Medical Encyclopedia
The FDA's most serious warning, appearing in a black box in prescribing information, indicating significant risk of serious adverse effects.
Also known as: Boxed warning, BBW, FDA black box
A black box warning - formally called a 'boxed warning' by the FDA - is the strongest warning the agency can require for a prescription medicine. It appears at the very top of the prescribing information, enclosed in a black border, and signals that the medicine carries a significant risk of serious or life-threatening adverse effects. The FDA issues these warnings when post-marketing surveillance, clinical trials, or regulatory review identify a safety signal serious enough to warrant prominent disclosure to prescribers, pharmacists, and patients.
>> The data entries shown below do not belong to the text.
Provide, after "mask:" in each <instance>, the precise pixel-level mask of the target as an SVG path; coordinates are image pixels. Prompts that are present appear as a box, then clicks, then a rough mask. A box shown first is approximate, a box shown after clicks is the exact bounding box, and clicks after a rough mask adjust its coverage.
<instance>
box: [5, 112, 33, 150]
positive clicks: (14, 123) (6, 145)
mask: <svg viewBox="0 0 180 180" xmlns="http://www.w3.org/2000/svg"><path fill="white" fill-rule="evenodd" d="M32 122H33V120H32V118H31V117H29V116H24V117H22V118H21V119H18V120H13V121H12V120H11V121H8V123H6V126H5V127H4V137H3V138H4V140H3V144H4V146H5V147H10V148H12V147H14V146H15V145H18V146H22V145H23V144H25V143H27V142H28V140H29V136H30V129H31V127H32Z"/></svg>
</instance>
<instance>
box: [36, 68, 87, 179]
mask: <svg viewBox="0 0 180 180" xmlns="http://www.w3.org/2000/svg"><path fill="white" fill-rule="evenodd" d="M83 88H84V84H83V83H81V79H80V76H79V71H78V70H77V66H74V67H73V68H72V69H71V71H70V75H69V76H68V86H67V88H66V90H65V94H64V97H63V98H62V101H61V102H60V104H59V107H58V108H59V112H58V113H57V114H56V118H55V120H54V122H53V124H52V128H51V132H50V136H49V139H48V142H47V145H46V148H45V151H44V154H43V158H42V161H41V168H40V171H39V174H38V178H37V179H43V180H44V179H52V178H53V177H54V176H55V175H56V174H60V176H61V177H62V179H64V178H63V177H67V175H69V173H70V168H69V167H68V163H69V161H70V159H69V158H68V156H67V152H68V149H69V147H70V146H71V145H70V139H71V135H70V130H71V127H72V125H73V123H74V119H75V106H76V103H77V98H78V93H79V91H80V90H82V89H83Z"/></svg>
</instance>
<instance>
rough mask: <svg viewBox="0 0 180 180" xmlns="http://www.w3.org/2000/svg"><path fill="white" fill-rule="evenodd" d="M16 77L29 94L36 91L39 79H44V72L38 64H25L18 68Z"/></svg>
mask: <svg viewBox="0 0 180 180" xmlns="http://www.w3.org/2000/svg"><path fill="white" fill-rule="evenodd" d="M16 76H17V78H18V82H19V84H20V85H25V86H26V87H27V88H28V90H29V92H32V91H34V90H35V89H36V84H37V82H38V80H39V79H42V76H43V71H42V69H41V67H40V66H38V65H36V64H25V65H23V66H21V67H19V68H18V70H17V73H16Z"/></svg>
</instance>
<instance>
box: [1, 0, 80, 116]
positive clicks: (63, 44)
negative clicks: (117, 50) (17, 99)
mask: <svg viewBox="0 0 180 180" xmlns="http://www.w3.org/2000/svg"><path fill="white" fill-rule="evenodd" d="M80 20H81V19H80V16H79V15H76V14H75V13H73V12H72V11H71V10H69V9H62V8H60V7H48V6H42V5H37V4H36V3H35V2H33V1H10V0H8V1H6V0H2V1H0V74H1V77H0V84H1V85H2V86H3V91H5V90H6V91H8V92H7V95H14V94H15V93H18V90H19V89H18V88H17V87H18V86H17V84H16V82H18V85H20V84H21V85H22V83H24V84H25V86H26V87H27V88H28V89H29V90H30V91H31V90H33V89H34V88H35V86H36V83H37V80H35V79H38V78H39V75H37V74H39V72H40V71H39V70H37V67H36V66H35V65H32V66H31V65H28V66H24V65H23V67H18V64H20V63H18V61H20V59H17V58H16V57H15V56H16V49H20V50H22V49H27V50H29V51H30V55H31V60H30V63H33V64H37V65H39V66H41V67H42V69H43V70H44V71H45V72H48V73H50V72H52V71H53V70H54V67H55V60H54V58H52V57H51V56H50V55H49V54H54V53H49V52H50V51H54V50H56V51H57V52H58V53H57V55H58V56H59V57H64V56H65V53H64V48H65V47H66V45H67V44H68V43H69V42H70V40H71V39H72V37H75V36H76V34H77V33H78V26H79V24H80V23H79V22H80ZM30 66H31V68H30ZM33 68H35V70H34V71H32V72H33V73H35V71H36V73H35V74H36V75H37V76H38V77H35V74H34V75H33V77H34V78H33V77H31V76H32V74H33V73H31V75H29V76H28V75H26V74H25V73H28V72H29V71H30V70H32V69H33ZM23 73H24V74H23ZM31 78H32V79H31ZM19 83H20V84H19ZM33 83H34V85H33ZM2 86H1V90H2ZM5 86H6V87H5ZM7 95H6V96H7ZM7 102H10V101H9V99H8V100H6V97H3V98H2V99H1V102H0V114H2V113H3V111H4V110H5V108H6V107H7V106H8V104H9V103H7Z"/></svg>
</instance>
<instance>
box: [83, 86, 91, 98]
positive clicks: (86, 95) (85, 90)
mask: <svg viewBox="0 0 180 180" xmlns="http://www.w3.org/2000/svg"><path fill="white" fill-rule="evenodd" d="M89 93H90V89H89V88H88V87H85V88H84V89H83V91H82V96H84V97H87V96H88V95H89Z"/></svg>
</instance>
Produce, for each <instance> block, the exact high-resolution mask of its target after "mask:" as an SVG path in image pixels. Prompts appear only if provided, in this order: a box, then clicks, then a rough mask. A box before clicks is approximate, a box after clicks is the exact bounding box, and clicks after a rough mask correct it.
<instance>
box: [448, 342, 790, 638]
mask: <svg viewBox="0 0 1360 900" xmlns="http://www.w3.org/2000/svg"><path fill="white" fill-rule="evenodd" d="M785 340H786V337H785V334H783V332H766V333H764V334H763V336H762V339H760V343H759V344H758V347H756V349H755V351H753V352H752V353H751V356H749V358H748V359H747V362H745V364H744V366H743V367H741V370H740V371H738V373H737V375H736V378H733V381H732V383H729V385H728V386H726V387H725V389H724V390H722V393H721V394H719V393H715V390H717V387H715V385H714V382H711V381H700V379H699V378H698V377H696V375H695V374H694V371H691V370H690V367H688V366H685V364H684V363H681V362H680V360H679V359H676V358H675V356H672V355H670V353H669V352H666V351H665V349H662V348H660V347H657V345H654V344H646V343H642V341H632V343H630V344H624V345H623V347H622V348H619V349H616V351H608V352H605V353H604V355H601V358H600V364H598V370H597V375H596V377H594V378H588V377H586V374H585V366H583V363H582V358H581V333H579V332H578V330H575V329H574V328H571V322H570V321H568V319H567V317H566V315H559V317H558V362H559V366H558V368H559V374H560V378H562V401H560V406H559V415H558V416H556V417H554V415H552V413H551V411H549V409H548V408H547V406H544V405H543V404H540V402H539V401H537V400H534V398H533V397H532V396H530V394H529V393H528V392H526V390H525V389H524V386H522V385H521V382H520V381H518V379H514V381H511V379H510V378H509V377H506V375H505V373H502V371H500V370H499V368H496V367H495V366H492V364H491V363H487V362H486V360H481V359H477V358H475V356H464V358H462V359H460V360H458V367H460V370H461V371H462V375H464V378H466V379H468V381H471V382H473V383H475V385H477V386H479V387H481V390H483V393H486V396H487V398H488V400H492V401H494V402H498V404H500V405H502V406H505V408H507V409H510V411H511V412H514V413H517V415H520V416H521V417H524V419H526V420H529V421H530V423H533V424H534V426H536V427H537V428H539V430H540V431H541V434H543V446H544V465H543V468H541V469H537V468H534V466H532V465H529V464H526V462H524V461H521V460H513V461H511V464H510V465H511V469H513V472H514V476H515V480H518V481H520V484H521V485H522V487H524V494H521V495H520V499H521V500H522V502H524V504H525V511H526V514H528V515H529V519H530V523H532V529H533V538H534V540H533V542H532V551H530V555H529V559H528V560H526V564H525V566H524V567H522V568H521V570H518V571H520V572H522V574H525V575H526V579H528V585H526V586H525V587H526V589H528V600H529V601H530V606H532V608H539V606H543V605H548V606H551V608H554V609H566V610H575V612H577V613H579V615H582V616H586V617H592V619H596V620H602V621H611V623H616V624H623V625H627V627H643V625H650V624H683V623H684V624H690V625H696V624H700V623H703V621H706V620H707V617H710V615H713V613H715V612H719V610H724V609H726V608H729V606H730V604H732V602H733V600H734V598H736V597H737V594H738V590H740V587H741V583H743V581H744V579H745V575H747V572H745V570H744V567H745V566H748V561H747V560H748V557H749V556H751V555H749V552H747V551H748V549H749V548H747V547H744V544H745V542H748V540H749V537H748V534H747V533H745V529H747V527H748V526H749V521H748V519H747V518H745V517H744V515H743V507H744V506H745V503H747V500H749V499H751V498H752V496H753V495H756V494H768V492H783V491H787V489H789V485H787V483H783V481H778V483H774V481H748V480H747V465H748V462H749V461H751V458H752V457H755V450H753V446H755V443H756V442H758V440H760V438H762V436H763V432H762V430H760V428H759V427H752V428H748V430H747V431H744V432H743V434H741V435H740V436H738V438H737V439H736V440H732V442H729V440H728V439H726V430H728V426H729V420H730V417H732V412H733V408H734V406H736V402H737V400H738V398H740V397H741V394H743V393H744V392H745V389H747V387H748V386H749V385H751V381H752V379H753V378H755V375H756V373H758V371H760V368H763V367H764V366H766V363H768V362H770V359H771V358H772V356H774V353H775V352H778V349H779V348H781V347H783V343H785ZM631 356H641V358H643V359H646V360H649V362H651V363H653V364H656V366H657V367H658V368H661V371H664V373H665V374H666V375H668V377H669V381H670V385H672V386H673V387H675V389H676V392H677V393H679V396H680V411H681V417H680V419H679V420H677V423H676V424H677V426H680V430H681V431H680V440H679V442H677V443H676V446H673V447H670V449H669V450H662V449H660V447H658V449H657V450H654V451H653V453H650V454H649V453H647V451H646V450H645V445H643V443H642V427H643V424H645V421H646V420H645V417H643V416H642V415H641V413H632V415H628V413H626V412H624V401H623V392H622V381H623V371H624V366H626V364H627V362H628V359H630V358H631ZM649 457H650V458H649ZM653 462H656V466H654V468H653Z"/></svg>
Boxed warnings cover a wide range of risks. Examples include the increased risk of suicidal thinking in young patients on SSRIs and other antidepressants; the risk of agranulocytosis with clozapine; the risk of QT prolongation and torsades de pointes with certain antiarrhythmics and antibiotics; the risk of severe hepatotoxicity with certain antidiabetic and antiepileptic medicines; the risk of cardiovascular and stroke events with non-selective NSAIDs and COX-2 inhibitors; the risk of birth defects with isotretinoin, valproate, and ACE inhibitors; the risk of stroke and increased mortality with antipsychotics in elderly dementia patients; and tendon rupture with fluoroquinolone antibiotics.
Clinically, the boxed warning is intended to prompt informed shared decision-making, not to forbid use. A medicine with a black box warning may still be the best option for a given patient - particularly in oncology and psychiatry where benefit can be substantial - but the warning must be discussed, documented, and balanced against alternatives. For some medicines, the FDA additionally requires a Risk Evaluation and Mitigation Strategy (REMS) program, which may include mandatory prescriber certification, patient registries, restricted distribution, and ongoing laboratory monitoring (e.g., the iPLEDGE program for isotretinoin or the clozapine REMS).
A common misconception is that a black box warning means a medicine is 'dangerous and should never be used.' In reality, hundreds of widely prescribed and life-saving medicines carry boxed warnings; the warning is a notice of significant risk, not a prohibition. Another misconception is that the warning automatically applies to all members of a medicine class - sometimes it does (all SSRIs carry the suicidal ideation warning for young patients), but sometimes it is medicine-specific. A third misconception is that the warning is static; the FDA can add, modify, or remove boxed warnings as evidence evolves.
Prescribers should review boxed warnings before initiating relevant medications, discuss them with patients in plain language, document the discussion in the medical record, and ensure any required monitoring (labs, ECGs, registry enrollment) is in place.
Black box warnings are encountered when prescribing SSRIs to young patients, NSAIDs to patients with cardiovascular risk, fluoroquinolones to elderly patients, antipsychotics to patients with dementia, and many oncology, antiarrhythmic, and immunosuppressant medicines. Documentation of informed consent and risk-benefit discussion is the clinical standard.